From November 4th onwards, Donald Trump expects all nations to cut their oil imports from Iran. The announcement has generated uncertainty in the markets, which is reflected through the recent slump in the WTI-Crude index. Oil exports are crucial to Iran; they are the largest supplier of oil to many developing nations such as India and China, and crude oil and natural gas make up 82% of Iran’s export revenues (Trading Economics, 2018). Iran’s crude exports revenues are estimated to be around $ 27.5B. The warning issued by Trump to other countries will lead to this number significantly decreasing. The consequences of the sanction will be apparent on the markets and the Iranian economy.
As oil is an integral part of Iranian exports, the sanctions will induce a current account deficit for Iran. At present, Iran has an extremely healthy current account balance exporting 79% more than they import. If the sanction is enacted as intended by the Trump administration, then that percentage will drastically change. There will be unemployment in the export industry, lower aggregate demand in the economy, and a reduction in government revenue. However, the sanction has a large positive economic advantage as well. The reduction in the exports of the country, should help combat the soaring double-digit inflation. According to CNBC, though, Iran is selling more and more oil just before the deadline.
This rush to sell and produce oil as quickly as possible will increase the short-term supply of oil in the market. This should lead to a further fall in the WTI-Crude Index. Another factor which may cause a continuous fall in oil prices is the decision to increase oil production by three members of the OPEC (UAE, Syria, and Libya). More and more oil production without sustainable demand is a cause for concern. Acquiring such sustainable demand will be a challenge for Iran.
India and China are the biggest buyers of Iran’s oil. As is emphasized by the CEO of Petro-Logistics (Daniel Gerber): “While Chinese and Indian purchases of Iranian crude in April represented slightly over half of all Iranian crude exports, this is likely to reach three-quarters in October” (CNBC, 2018). While India has been granted a sanction waiver, allowing it to continue its purchasing of oil without a cap, China hasn’t had the same luck. China has, however, pledged to keep importing oil from Iran despite warnings from the US. This may worsen the pre-existing tension between China and the United States. If the United States retaliates by imposing more tariffs or sanctions on China, then it will leave a sizeable negative footprint on the global markets.

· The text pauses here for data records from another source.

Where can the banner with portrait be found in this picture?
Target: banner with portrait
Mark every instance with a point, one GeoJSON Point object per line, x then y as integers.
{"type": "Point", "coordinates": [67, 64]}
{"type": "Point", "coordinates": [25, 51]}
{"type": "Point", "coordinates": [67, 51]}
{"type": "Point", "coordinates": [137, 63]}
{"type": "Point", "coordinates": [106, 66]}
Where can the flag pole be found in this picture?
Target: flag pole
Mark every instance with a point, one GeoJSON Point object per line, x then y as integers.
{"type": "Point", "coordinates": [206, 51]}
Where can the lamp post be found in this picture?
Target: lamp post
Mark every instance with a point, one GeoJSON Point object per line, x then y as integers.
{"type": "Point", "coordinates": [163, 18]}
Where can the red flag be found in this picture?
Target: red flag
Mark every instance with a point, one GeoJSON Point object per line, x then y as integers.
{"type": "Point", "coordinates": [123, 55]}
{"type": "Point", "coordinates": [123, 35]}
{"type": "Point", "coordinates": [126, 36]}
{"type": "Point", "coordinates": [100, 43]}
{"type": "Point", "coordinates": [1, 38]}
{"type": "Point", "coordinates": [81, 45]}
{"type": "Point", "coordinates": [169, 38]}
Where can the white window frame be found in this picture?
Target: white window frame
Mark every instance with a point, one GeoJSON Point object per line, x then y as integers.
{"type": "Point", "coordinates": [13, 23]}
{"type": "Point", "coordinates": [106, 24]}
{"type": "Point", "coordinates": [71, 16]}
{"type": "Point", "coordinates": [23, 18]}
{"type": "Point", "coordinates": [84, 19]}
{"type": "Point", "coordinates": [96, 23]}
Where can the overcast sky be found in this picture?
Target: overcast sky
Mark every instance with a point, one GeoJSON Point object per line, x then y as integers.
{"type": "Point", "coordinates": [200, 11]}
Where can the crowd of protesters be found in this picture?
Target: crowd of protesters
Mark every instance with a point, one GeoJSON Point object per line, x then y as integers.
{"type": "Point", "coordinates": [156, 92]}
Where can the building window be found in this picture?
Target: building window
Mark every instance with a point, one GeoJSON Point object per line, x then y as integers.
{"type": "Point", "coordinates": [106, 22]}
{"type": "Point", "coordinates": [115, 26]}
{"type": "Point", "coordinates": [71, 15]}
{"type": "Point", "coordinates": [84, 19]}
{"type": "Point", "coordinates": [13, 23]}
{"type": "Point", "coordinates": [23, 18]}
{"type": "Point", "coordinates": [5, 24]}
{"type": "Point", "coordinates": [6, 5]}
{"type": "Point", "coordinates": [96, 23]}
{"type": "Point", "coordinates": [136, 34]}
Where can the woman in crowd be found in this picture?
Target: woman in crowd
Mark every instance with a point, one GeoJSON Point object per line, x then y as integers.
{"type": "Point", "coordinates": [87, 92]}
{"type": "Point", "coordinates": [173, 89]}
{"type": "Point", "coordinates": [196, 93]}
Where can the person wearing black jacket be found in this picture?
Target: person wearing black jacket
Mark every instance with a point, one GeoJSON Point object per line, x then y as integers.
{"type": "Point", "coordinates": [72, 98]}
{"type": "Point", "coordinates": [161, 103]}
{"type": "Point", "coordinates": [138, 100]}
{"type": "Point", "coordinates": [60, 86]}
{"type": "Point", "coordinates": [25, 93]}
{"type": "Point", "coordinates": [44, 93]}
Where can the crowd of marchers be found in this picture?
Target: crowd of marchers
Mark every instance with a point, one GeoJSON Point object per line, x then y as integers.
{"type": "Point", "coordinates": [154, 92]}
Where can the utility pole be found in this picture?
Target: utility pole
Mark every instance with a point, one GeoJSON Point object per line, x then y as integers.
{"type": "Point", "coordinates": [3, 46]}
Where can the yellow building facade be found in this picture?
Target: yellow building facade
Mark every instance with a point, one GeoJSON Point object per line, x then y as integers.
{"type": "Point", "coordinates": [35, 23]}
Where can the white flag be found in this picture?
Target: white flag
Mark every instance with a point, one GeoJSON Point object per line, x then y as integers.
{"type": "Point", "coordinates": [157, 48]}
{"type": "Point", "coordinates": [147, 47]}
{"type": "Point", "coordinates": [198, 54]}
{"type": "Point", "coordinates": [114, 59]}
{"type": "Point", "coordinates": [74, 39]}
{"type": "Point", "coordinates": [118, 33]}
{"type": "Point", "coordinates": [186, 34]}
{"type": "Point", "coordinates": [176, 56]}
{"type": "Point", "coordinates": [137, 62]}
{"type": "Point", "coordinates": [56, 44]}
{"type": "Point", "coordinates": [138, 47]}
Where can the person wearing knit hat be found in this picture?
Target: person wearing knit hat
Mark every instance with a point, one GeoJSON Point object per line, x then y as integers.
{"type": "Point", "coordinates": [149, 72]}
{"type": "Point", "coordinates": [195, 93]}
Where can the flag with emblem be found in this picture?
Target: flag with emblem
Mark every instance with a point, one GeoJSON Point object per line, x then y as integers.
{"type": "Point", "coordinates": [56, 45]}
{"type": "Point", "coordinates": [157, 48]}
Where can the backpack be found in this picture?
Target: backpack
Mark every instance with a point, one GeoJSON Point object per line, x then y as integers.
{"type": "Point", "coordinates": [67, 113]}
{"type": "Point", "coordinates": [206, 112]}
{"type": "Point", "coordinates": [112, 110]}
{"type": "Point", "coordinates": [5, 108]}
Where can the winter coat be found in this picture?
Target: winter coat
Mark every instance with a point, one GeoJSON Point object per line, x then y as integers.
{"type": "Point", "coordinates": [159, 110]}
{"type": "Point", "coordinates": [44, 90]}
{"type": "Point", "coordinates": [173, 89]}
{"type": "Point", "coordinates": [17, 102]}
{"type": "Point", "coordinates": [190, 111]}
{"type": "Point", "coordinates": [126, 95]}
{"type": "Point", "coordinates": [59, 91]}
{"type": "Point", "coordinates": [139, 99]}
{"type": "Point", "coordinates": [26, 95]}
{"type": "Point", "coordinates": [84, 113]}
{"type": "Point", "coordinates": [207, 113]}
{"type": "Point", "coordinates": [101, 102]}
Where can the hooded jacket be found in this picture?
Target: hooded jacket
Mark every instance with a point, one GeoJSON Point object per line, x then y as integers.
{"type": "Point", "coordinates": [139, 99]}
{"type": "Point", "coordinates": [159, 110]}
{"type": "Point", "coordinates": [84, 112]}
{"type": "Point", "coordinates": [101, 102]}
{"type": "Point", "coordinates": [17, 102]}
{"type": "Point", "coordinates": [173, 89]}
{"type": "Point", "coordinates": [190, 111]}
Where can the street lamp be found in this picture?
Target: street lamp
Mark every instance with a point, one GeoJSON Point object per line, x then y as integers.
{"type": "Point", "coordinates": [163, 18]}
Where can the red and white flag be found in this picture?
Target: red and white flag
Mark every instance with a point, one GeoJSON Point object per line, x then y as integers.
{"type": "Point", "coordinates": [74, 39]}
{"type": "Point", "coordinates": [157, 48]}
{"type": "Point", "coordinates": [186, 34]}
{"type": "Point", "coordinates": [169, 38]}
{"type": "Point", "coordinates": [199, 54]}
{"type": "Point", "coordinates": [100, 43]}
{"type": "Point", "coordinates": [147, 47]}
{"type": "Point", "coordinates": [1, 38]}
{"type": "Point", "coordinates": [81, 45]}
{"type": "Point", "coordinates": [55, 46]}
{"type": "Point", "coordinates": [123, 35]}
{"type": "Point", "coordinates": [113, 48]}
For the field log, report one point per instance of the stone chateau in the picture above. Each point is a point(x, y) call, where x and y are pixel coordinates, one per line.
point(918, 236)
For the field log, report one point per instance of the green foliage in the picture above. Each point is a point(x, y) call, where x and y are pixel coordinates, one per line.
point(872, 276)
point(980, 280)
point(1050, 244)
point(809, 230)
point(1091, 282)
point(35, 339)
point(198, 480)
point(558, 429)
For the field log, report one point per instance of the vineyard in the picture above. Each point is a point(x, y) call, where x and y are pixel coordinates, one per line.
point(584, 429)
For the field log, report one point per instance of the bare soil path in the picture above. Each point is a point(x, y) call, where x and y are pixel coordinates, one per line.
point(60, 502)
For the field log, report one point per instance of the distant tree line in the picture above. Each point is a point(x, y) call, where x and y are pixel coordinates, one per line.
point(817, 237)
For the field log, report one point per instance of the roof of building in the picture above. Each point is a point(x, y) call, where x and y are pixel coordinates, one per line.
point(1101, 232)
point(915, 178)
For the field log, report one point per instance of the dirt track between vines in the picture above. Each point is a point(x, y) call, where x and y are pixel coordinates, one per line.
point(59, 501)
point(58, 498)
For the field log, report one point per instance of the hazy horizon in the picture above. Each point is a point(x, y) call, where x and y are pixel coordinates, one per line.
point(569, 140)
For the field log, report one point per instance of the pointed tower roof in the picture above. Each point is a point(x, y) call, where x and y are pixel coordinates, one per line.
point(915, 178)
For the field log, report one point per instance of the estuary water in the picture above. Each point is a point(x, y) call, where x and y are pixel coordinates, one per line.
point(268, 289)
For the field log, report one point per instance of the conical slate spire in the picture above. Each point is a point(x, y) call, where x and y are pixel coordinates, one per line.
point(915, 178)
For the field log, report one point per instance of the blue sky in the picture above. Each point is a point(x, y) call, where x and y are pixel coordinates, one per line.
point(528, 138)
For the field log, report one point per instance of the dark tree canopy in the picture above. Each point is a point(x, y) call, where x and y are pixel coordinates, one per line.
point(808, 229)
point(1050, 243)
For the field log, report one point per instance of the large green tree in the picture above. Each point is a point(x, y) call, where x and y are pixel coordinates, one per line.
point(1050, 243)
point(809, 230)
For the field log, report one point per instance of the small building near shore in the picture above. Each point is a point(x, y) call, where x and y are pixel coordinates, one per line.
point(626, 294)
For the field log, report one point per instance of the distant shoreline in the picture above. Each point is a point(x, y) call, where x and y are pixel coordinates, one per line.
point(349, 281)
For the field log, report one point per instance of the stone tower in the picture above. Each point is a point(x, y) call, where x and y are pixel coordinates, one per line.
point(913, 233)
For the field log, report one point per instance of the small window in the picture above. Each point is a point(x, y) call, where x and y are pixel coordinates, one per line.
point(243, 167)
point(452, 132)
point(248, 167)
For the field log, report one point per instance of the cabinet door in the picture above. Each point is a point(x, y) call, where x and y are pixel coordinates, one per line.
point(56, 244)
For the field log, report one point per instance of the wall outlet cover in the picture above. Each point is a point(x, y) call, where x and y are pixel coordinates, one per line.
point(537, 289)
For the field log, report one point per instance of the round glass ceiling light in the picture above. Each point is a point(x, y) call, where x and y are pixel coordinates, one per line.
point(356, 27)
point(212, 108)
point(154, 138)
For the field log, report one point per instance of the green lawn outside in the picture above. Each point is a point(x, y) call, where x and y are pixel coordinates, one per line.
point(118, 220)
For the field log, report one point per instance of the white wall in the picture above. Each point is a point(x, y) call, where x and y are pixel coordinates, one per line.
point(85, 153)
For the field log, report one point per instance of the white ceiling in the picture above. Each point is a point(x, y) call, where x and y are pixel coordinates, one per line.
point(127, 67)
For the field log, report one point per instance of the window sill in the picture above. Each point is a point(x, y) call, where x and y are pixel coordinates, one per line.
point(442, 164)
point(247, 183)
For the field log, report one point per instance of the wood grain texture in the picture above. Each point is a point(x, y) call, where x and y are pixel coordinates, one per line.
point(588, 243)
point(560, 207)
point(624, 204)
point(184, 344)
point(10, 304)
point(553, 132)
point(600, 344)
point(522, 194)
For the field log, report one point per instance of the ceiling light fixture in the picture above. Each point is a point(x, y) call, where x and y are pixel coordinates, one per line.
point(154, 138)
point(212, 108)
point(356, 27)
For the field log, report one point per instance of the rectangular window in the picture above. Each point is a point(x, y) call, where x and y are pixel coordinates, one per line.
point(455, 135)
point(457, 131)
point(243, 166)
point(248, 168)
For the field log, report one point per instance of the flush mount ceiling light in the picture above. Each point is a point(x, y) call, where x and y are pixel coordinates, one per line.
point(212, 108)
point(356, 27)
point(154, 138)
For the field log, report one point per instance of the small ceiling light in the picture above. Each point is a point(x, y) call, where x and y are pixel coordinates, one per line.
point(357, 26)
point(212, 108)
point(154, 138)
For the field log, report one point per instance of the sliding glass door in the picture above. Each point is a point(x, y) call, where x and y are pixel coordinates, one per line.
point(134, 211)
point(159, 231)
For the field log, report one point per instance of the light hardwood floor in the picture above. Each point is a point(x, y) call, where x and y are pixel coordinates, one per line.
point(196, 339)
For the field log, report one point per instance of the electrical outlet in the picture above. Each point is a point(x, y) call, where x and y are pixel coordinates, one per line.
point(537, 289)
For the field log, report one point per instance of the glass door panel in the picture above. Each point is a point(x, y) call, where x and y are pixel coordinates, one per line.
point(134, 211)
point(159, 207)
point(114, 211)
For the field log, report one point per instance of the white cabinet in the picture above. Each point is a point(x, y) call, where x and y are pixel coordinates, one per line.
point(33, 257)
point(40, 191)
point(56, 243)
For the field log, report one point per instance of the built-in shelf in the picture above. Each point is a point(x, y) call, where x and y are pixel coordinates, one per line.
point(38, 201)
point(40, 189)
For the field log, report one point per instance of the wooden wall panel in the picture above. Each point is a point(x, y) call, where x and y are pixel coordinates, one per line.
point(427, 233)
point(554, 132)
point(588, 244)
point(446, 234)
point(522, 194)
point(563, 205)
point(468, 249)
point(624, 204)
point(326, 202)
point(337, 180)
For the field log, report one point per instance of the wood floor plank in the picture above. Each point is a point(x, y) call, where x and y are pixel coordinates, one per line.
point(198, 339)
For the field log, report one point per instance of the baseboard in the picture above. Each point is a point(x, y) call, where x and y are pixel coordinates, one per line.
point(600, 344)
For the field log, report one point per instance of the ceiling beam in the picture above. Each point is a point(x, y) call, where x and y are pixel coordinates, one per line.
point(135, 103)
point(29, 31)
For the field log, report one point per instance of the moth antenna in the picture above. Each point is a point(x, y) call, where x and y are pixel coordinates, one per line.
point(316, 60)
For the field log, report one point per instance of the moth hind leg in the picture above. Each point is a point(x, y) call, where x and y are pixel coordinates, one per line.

There already seems to be a strong bearish sentiment on the oil markets.
The market can stabilise back to their median in the long-run if China is granted a sanction waiver, Iran can sell its oil on a discount to other developing nations without upsetting OPEC, investors begin purchasing oil contracts during the slump in hopes of capital gain, and if an unexpected change in an exogenous factor creates a sudden burst of demand for oil.